Following the Newell and Gore Highways, and some small roads, we're off to Maleny. We've had lots of rain, and towing the van on the winding hills is slow and tiring. We passed an unfortunate scene, a 4WD and caravan on their side, obviously lost control on a corner. This really makes us stop and think! Looked like nobody was hurt, thank goodness. We checked into Maleny showgrounds and headed to the local IGA to do our shopping - local produce and great service. We love Maleny. Beautiful and sunny when we woke in the morning so Joe washed the van and I spring cleaned the inside before hitching up and heading for Noosa.
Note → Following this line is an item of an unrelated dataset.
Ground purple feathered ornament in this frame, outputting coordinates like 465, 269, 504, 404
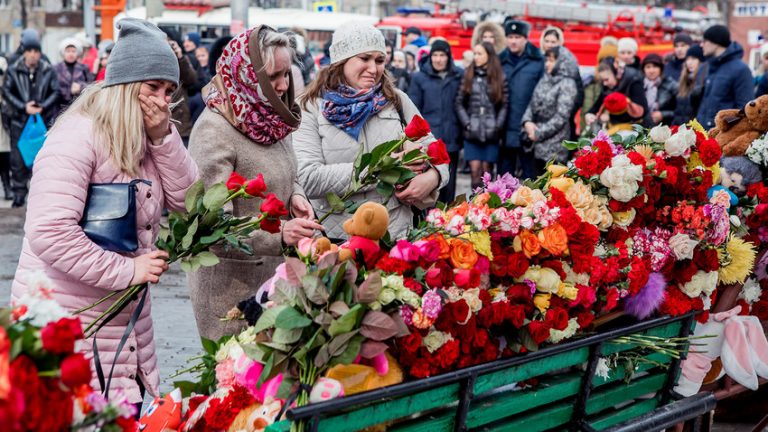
624, 272, 667, 319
So here we are, settled into this beautiful climate on Site 82. they've had lots of rain up here and its lovely and green. The caravan park has been tidied up considerably, and we have a pink flowering gum, full of rosella parrots, right outside our bedroom window. We're happy to be here and not in NSW which has experienced dreadful storms and floods. This morning we went to the Anzac Day dawn service on Main Beach - up at 3.15am, walked to the beach along with many thousands of others. It was a little disappointing, lacking emotion, I couldn't see a thing - maybe we expect too much. Then back for brekky, a swim, sit in the sun and read our books. We've put the TV outside for the Anzac Day game, but unfortunately the Hawks match isn't televised in Queensland tonight - disappointing, but we'll work something out.